V2: // refresh full mode with some additional/deleted files
    // Change included columns: Drop "C3" and Add "C4"

    Included Columns:   {C2, C4}
    Schema:         {C0, C2, C4}

    IX files
        I20  (schema = {C0, C1, C2})
        I21  (schema = {C0, C1, C2})

V3: // refresh incremental mode with some additional/deleted files
    // Change included columns: Drop "C4" and Add "C5"

    Included Columns:   {C2, C5}
    Schema:         {C0, C2, C4, C5}

    IX files
        I20' (schema = {C0, C1, C2})
        I21' (schema = {C0, C1, C2})
        I31  (schema = {C0, C2, C5})
        I32  (schema = {C0, C2, C5})

V4: // refresh incremental mode with some additional/deleted files
    // No Change in included columns

    Included Columns:   {C2, C5}
    Schema:         {C0, C2, C4, C5}

    IX files
        I20'' (schema = {C0, C1, C2})
        I21'' (schema = {C0, C1, C2})
        I31'  (schema = {C0, C2, C5})
        I32'  (schema = {C0, C2, C5})
        I41   (schema = {C0, C2, C5})

V5: // optimize in full mode

    Included Columns:   {C2, C5}
    Schema:         {C0, C2, C4, C5}

    Approach-1: // Merge schemas when merging files
    IX files
        I40  (schema = {C0, C2, C4, C5})
        I41  (schema = {C0, C2, C4, C5})
        I41  (schema = {C0, C2, C4, C5})

        Approach-2: // Merge files with compatible schema
    IX files
        I20'' (schema = {C0, C1, C2})
        I21'' (schema = {C0, C1, C2})
        I31'  (schema = {C0, C2, C5})
        I51 (schema = {C0, C2, C5}) // merge of I32' and I41

Implementation

pirz commented 3 years ago

@imback82 @apoorvedave1 @sezruby @rapoth Can you take a look at this proposal and leave your comments (if any)? Thnx

imback82 commented 3 years ago
  • createIndex(df, mode = "include", columns = Seq("C1", "C2")): Pick {"C1", "C2"} as the included columns.

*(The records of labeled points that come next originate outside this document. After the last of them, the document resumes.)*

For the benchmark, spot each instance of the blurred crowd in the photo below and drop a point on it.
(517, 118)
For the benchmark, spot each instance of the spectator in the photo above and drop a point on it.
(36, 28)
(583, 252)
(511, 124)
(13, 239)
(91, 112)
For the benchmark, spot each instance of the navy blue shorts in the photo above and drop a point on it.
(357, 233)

The current createIndex API takes in IndexConfig. Can you update the examples with indexed columns as well?

imback82 commented 3 years ago

For source data files, we need to use Parquet's mergeSchema as the data could have columns not listed as indexed or included columns.

What if source data files are non-Parquet?

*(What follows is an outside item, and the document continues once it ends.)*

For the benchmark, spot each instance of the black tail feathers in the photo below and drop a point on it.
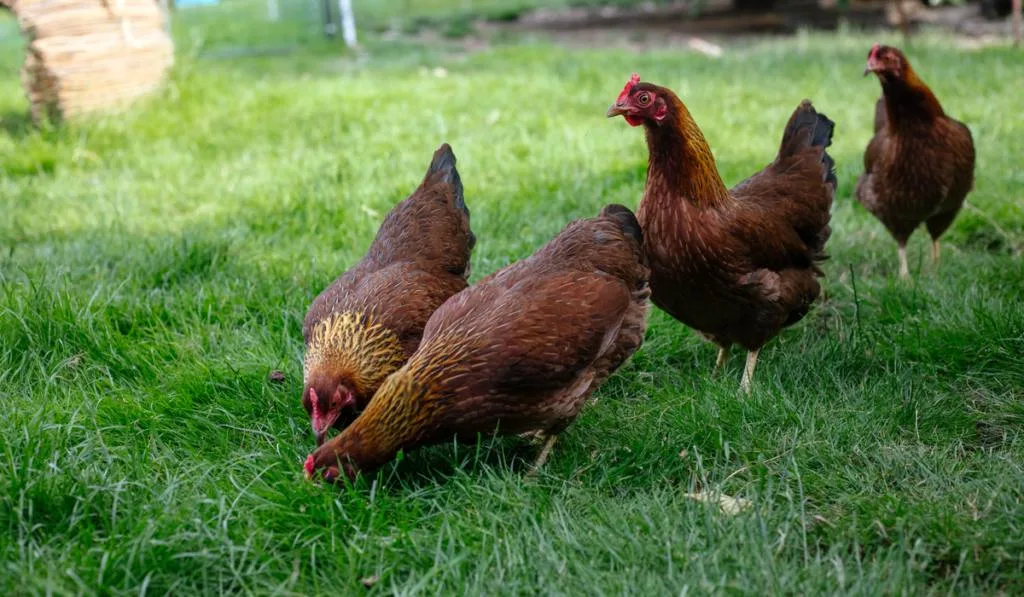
(818, 134)
(626, 220)
(443, 162)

pirz commented 3 years ago

The current createIndex API takes in IndexConfig. Can you update the examples with indexed columns as well?

The examples are updated by adding IndexConfig.

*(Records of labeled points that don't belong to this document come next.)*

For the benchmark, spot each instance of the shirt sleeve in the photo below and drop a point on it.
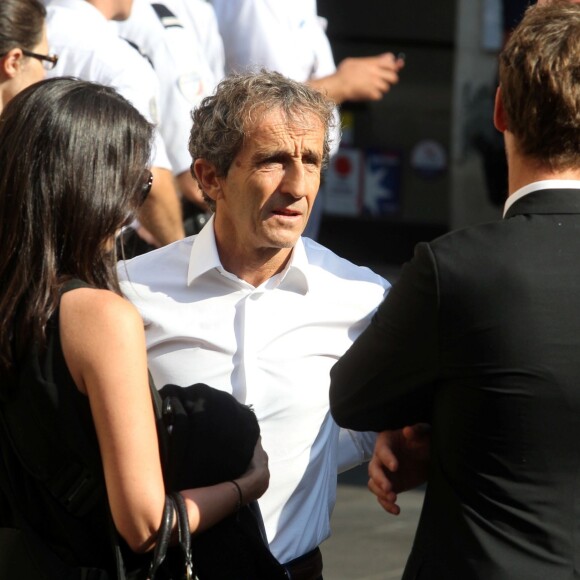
(354, 448)
(386, 378)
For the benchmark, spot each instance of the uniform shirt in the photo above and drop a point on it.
(200, 17)
(89, 49)
(285, 36)
(185, 76)
(272, 347)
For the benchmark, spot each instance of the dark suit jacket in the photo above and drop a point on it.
(481, 337)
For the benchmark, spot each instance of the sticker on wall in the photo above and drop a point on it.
(429, 158)
(382, 182)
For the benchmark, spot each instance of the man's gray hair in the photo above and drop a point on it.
(222, 120)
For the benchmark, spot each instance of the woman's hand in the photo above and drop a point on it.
(254, 482)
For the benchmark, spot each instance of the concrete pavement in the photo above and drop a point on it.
(367, 543)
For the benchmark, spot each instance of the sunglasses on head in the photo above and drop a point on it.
(146, 187)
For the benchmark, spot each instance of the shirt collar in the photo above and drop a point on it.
(538, 185)
(205, 257)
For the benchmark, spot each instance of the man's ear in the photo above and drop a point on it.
(11, 62)
(499, 116)
(206, 174)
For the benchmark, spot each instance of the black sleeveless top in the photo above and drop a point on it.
(51, 419)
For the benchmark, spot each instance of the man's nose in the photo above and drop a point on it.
(294, 181)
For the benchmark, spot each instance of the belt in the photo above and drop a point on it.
(306, 567)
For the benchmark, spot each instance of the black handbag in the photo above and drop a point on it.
(173, 563)
(208, 437)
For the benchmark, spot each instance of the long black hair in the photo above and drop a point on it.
(73, 160)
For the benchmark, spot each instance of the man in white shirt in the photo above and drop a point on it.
(79, 32)
(250, 307)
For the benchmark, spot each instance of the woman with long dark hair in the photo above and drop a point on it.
(74, 168)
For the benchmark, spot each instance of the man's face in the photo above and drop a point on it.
(266, 197)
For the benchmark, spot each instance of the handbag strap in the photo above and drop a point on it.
(184, 533)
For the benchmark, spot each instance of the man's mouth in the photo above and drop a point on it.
(286, 212)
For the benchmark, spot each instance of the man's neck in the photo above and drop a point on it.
(522, 171)
(256, 267)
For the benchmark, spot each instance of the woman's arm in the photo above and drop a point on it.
(104, 347)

pirz commented 3 years ago

@imback82 I updated the proposal to handle schema in source data files. Specifically I added a new section: "Index Creation and Refresh changes" and modified "Index Metadata Changes". Plz take a look and let me know about your comments. Thnx!

sezruby commented 3 years ago

Generally LGTM! How about includeColumns excludeColumns rather than mode + columns? I wonder incremental refresh will work well with the previous data. Could you create a prototype PR?

sezruby commented 3 years ago
def refreshIndex(
   indexName: String,
   mode: String,
   includedColumns: IncludedColumns, // optional, used if change needed in current included columns
   schema: StructType // optional, used if includedColumns.include is non-empty
   )

includedColumns + schema can be includedColumnSchema or includedColumns? since schema also includes the name.

And I think it's okay not to support optimizeIndex for changed schema at first, to avoid complexity; we could do it later if it's needed.